Guiseppe Bove (University
Roma Tre, Italy):
Asymmetry in proximity data
Frank Critchley (The Open University):
Conics, cones and ...
All will be revealed!
Patrick J. F. Groenen (
Biplots,
Multidimensional Scaling, and Eigenvalues
The work of John Gower is very diverse and broad. However,
main themes can be distinguished such as visualization of multivariate data,
preferably done through biplots, multidimensional scaling, and
eigendecompositions. In all cases, this is combined with rigorous and deep
mathematical insights. In this presentation, I will highlight several of his
works including the application of the modified Leferrier-Feddeev algorithm to
multidimensional scaling, the area biplot, and a new set of icons that should
help readers to make the proper interpretation of these visualization methods.
Wojtek Krzanowski (University of Exeter):
Optimal Predictive
Partitioning
In many situations, it may be desired to group objects into well-defined classes
on the basis of one set of variables and then subsequently to predict the
classes of new objects from another set of variables. For example, a bank
may categorise customers into distinct classes reflecting their financial
behaviour over a period of years, and then wish to assign new customers to
future behaviour classes using information obtained from them when they open an
account.
Ludovic Lebart (Telecom-ParisTech,
France):
Data compression, summary and knowledge
We present the viewpoint of a practitioner on the data
analysis techniques related to data compression. The role of geometry both in
designing the methods and in interpreting the results is discussed. In this
context, we deal also with the problem of metadata, together with the problem of
the articulation between exploration and inference. How do we use what we know
to learn more from the data, and how to use what has been discovered from the
data to continue learning from the same data... Less geometrically oriented, the
assessment of the observed patterns remains however an essential phase of the
knowledge process.
Mark de Rooij (
The geometry and use of triadic distance
models
Triadic distance models define Euclidean distances between
triples of points. In the first part of this talk we study the geometry of
triadic distances t defined as functions of the Euclidean (dyadic) distances a1,
a2, a3 between three points are studied. Special attention is paid to the
contours of all points giving the same value of t when a3 is kept constant.

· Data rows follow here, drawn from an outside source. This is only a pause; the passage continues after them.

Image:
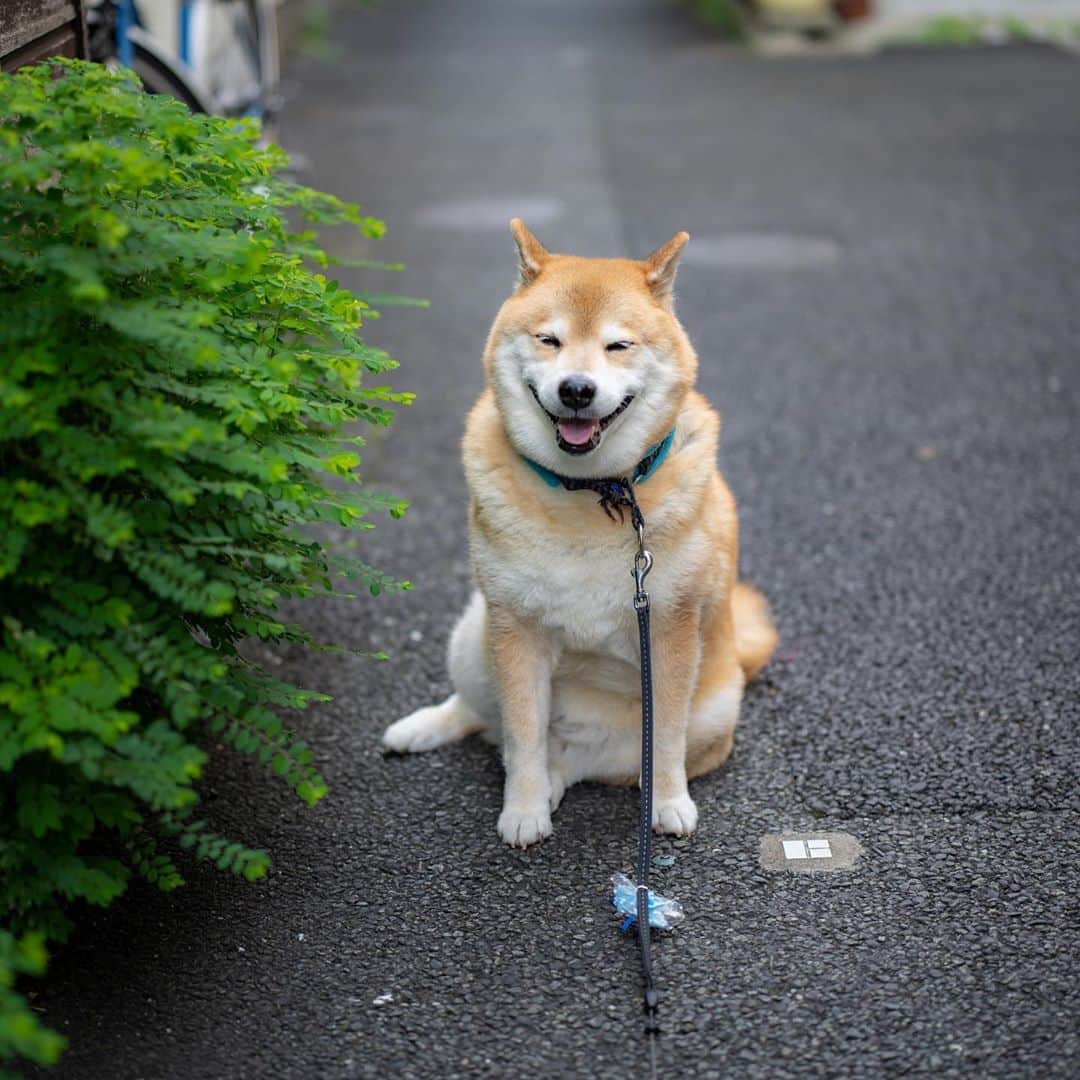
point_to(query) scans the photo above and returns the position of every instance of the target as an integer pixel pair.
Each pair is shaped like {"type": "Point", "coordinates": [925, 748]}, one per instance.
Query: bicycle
{"type": "Point", "coordinates": [218, 56]}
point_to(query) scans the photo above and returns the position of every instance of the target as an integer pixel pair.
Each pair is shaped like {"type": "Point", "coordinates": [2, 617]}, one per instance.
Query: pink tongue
{"type": "Point", "coordinates": [577, 432]}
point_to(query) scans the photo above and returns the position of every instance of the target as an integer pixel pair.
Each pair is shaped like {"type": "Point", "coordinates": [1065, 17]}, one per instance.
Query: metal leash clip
{"type": "Point", "coordinates": [643, 563]}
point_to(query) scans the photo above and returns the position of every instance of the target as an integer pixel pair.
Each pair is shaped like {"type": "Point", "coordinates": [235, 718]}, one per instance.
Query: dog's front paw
{"type": "Point", "coordinates": [523, 825]}
{"type": "Point", "coordinates": [677, 815]}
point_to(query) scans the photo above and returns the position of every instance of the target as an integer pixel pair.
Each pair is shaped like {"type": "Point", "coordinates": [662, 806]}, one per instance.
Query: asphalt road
{"type": "Point", "coordinates": [882, 288]}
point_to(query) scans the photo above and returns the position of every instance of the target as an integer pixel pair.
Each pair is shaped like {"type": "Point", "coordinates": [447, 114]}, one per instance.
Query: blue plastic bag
{"type": "Point", "coordinates": [664, 914]}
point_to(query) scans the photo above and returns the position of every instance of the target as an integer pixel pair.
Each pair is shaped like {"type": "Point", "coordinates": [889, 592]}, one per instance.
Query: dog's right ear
{"type": "Point", "coordinates": [531, 254]}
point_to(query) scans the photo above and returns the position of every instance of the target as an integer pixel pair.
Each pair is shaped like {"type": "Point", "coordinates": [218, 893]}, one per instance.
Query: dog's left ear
{"type": "Point", "coordinates": [661, 265]}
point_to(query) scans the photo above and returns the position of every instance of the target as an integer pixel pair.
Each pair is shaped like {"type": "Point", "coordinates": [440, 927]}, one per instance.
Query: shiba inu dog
{"type": "Point", "coordinates": [590, 376]}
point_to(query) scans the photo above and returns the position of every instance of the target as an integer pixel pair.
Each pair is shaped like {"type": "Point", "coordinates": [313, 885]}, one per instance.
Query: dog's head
{"type": "Point", "coordinates": [588, 362]}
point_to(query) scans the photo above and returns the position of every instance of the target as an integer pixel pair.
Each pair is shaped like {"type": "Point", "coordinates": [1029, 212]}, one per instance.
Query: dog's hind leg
{"type": "Point", "coordinates": [433, 726]}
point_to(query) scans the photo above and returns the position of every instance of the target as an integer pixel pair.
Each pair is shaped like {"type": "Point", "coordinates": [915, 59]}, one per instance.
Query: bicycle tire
{"type": "Point", "coordinates": [158, 77]}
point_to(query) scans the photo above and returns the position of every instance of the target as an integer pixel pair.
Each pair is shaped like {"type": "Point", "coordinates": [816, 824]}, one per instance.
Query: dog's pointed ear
{"type": "Point", "coordinates": [531, 254]}
{"type": "Point", "coordinates": [661, 265]}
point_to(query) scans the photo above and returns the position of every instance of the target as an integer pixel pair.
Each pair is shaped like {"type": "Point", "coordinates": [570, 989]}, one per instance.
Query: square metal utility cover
{"type": "Point", "coordinates": [809, 852]}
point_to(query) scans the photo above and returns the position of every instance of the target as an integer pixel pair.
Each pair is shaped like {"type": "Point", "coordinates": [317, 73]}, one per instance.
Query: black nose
{"type": "Point", "coordinates": [576, 391]}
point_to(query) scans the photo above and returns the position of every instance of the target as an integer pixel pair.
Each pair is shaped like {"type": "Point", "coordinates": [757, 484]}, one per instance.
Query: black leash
{"type": "Point", "coordinates": [617, 495]}
{"type": "Point", "coordinates": [643, 563]}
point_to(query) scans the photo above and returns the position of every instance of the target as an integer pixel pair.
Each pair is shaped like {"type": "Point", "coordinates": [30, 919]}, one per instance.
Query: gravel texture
{"type": "Point", "coordinates": [901, 430]}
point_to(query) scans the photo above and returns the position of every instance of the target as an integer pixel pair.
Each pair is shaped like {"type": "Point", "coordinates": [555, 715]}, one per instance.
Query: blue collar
{"type": "Point", "coordinates": [643, 470]}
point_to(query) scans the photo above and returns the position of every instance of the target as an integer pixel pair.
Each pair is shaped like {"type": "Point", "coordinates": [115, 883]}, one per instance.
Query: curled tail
{"type": "Point", "coordinates": [755, 634]}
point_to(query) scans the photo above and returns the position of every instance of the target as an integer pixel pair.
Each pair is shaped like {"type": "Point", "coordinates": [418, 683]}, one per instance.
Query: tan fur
{"type": "Point", "coordinates": [550, 648]}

These isocontours allow some general comments to be made about the suitability,
or not, for practical investigations of certain definitions of triadic distance.
We are especially interested in those definitions of triadic distance,
designated as canonical, that have optimal properties.

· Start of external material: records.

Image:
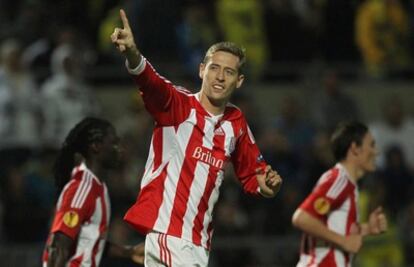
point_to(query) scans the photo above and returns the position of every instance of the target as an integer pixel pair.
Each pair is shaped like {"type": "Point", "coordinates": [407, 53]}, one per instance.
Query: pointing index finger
{"type": "Point", "coordinates": [124, 19]}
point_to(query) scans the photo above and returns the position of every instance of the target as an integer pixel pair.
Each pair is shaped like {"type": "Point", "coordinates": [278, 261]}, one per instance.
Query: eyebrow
{"type": "Point", "coordinates": [226, 68]}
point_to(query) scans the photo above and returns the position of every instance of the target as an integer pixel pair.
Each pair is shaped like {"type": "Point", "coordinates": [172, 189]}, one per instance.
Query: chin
{"type": "Point", "coordinates": [372, 168]}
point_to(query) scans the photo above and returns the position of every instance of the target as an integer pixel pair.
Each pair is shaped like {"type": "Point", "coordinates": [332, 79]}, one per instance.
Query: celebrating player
{"type": "Point", "coordinates": [328, 216]}
{"type": "Point", "coordinates": [195, 137]}
{"type": "Point", "coordinates": [80, 225]}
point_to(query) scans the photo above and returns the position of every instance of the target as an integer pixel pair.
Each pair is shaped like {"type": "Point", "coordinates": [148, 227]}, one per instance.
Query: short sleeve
{"type": "Point", "coordinates": [75, 206]}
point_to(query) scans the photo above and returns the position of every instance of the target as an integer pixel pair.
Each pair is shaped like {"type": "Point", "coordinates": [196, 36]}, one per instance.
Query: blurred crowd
{"type": "Point", "coordinates": [48, 48]}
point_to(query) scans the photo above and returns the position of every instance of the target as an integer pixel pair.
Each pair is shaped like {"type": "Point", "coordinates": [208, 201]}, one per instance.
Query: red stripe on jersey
{"type": "Point", "coordinates": [157, 146]}
{"type": "Point", "coordinates": [198, 223]}
{"type": "Point", "coordinates": [76, 262]}
{"type": "Point", "coordinates": [161, 249]}
{"type": "Point", "coordinates": [329, 260]}
{"type": "Point", "coordinates": [144, 213]}
{"type": "Point", "coordinates": [169, 260]}
{"type": "Point", "coordinates": [209, 233]}
{"type": "Point", "coordinates": [185, 180]}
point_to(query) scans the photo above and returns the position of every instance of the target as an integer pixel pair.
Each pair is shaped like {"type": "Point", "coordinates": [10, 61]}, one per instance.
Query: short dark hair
{"type": "Point", "coordinates": [344, 135]}
{"type": "Point", "coordinates": [229, 47]}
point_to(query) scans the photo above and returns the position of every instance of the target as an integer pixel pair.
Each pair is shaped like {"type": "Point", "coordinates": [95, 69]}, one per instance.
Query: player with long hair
{"type": "Point", "coordinates": [80, 225]}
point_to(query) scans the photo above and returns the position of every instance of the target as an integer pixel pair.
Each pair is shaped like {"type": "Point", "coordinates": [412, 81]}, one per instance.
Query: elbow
{"type": "Point", "coordinates": [296, 218]}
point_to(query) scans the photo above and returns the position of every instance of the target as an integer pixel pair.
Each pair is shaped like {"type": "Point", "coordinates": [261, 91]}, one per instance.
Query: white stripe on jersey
{"type": "Point", "coordinates": [82, 191]}
{"type": "Point", "coordinates": [338, 186]}
{"type": "Point", "coordinates": [81, 188]}
{"type": "Point", "coordinates": [87, 190]}
{"type": "Point", "coordinates": [59, 203]}
{"type": "Point", "coordinates": [200, 180]}
{"type": "Point", "coordinates": [196, 191]}
{"type": "Point", "coordinates": [338, 216]}
{"type": "Point", "coordinates": [182, 136]}
{"type": "Point", "coordinates": [339, 258]}
{"type": "Point", "coordinates": [208, 137]}
{"type": "Point", "coordinates": [229, 134]}
{"type": "Point", "coordinates": [320, 255]}
{"type": "Point", "coordinates": [88, 234]}
{"type": "Point", "coordinates": [209, 214]}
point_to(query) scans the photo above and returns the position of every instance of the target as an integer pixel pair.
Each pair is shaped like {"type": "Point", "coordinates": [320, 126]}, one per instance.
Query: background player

Niel le Roux and Sugnet Lubbe (University
of Stellenbosch & University of Cape Town, South Africa):
FROM BIPLOTS TO UNDERSTANDING BIPLOTS:
A decade of studying biplot methodology with John Gower
Jose L. Vicente-Villardon (University of
Salamanca, Spain):
Geometry of
Logistic Biplots for Categorical Data
In many practical situations data is presented in a matrix containing binary or
categorical variables. For such cases the classical linear biplots are not
suitable in the same way as linear regressions are not suitable for binary or
categorical responses. In this paper we present a generalization of the
linear biplots for categorical data and study its properties and geometry.